Economies across Europe are entering recession once again. Following a sharp fall in output and employment in 2008-2010 and a continuing contraction in the 'domestic economy' - only temporarily counteracted by a surge in exports in the first half of 2011 - there are mounting concerns about future growth prospects here.
Unemployment is at crisis level especially as young people remain without work over a long period. This is proving very damaging to communities and individuals and is a major cost to the Exchequer. 'Plan A' has focused on domestic deflation through decreases in labour costs, cutting public spending, raising taxes and charges across the board as well as growing exports as the preferred way to recovery over stopping the decline in domestic demand.

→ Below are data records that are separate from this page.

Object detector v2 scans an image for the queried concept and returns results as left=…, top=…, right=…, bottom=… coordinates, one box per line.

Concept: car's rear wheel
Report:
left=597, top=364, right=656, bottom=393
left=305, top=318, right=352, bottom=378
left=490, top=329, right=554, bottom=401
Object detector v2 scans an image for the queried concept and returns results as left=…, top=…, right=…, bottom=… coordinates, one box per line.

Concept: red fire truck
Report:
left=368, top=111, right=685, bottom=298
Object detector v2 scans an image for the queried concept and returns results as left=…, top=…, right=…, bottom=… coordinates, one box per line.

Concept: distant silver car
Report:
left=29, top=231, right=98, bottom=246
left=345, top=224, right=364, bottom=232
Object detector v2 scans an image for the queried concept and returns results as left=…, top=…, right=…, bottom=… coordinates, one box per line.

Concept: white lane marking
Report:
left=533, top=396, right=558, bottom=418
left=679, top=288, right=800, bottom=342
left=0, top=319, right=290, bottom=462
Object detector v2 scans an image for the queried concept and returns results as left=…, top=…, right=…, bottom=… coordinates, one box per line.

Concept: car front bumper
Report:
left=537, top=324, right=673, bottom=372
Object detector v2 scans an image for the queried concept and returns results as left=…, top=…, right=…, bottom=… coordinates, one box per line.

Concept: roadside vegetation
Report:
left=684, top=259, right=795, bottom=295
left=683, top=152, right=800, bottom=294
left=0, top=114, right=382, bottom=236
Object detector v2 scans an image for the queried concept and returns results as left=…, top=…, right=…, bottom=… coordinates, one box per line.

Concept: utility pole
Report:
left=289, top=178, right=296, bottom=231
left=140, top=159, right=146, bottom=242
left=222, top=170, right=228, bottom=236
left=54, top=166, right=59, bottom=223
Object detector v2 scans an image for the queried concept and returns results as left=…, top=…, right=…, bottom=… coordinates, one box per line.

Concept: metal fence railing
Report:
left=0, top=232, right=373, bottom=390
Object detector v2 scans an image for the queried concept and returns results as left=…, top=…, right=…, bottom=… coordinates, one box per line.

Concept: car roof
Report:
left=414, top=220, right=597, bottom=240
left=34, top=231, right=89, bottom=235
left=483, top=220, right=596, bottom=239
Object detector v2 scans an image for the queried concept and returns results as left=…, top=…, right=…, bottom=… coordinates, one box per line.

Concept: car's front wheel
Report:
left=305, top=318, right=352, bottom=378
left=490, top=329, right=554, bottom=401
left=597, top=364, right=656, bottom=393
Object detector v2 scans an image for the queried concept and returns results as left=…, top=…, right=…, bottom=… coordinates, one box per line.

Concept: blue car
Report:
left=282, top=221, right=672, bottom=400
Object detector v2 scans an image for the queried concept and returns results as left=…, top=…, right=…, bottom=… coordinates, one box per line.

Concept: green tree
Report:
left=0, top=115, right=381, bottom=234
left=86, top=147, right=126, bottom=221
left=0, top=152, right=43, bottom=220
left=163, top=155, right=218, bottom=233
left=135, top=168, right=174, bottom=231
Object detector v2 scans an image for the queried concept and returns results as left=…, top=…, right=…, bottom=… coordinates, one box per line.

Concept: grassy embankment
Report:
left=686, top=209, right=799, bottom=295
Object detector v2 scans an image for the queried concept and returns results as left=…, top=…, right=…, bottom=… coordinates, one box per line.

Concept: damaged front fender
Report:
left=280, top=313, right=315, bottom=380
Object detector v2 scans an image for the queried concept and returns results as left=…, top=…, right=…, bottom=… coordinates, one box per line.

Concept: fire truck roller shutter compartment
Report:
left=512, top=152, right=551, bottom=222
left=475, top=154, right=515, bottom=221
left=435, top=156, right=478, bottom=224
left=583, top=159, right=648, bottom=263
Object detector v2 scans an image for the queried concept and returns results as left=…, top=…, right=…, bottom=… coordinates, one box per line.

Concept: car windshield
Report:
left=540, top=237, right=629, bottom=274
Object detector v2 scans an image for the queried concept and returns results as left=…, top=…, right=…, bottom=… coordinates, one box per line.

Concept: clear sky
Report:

It is argued, in this paper, that a 'Plan B' is urgently needed to stop the fall in domestic demand and generate growth through job creation, investment in priority infrastructure and measures to raise skills. It is possible to do this through a combination of measures allied to a gradual increase in the tax take arising from growth in the economy as well as taxes aimed specifically at high-wealth and high-income individuals and households.
The choice of spending or taxing is a domestic (Irish) one and not one that has been imposed externally. This has been confirmed on numerous occasions by the Troika. In the long-term a strategy to develop a much stronger and export-orientated indigenous sector offers a more sustainable approach to developing a social and economic model that fits the needs of a 21st century society.